Drives a real Chromium browser via Playwright to capture evidence (screenshots, video, trace) of feature verification sessions.

README

An MCP server that drives a real Chromium browser (via Playwright) and packages the run into evidence — screenshots, a video, and a Playwright trace — proving a feature works. Meant for an agent to call after implementing something, as a verification step.

Generic and reusable: no assumptions about any particular app's routes or auth. You pass a baseUrl per session, and evidence is written into the consuming project's working directory at .evidence/<featureName>/<timestamp>/.

Install

Browsers aren't bundled — install Chromium once per machine:

npx playwright install chromium

Register with Claude Code

Per-user (available in every project):

claude mcp add --scope user evidence -- npx -y github:meovan07/mcp-evidence

Or per-project, add to .mcp.json:

{
  "mcpServers": {
    "evidence": {
      "command": "npx",
      "args": ["-y", "github:meovan07/mcp-evidence"]
    }
  }
}

This repo is public, so no GitHub credentials are needed on the machine running npx.

Consuming projects should add .evidence/ to their own .gitignore.

Tools

Tool Purpose
start_evidence_session({ featureName, baseUrl?, browser?, storageStatePath?, device?, displayMode? }) Launches a browser context with video + trace recording on.

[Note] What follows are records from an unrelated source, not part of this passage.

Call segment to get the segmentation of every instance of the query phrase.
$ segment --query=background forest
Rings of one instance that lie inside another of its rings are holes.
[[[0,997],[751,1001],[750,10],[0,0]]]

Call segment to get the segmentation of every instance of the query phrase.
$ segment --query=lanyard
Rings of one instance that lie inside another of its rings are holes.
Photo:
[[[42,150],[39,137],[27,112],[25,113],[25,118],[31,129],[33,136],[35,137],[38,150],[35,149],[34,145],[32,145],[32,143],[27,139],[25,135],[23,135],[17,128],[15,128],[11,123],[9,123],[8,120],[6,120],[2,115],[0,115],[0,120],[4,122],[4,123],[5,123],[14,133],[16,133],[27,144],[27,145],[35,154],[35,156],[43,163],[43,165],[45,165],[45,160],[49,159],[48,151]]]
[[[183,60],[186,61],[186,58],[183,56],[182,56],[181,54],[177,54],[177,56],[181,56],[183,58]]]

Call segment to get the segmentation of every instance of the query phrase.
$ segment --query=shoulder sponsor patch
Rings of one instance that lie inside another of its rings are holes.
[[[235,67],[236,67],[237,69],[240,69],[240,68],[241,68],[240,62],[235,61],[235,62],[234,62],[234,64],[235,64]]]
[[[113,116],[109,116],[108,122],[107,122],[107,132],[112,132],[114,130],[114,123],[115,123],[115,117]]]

Returns sessionId.
navigate({ sessionId, url }) Goes to url (resolved against baseUrl if relative).
click({ sessionId, selector? , role?, name?, timeout? }) Clicks an element, located by CSS/text selector or ARIA role/name.
fill({ sessionId, selector, value, timeout? }) Fills a form field.
drag({ sessionId, sourceSelector/Role/Name, targetSelector/Role/Name, timeout? }) Drags a source element onto a target, firing native HTML5 drag events.
drag_by_offset({ sessionId, selector, dx, dy, steps? }) Drags an element by a pixel distance — no drop target. For resize handles, sliders, swipe gestures.
wait_for({ sessionId, selector?, text?, state?, timeout? }) Waits for an element to reach a state (default visible).
set_network({ sessionId, offline }) Simulates losing (offline: true) or restoring (offline: false) internet connectivity, for testing error banners/retry/reconnect behavior.
set_display_mode({ sessionId, mode }) Mid-session version of displayMode above — see PWA section below.
evaluate({ sessionId, script }) Runs a JS expression in the page, returns the (JSON-serializable) result.
snapshot({ sessionId, selector?, boxes? }) Returns the accessibility tree as YAML (role, name, ref, bounding box) — see below.
screenshot({ sessionId, name, fullPage?, returnImage? }) Saves a PNG immediately into the evidence dir. Survives even if the session later errors. Pass returnImage: true to also get it back inline.
finish_evidence_session({ sessionId, summary? }) Closes the context, finalizes video.webm, stops tracing (trace.zip), writes network.json and manifest.json, returns counts of console/page/network errors seen.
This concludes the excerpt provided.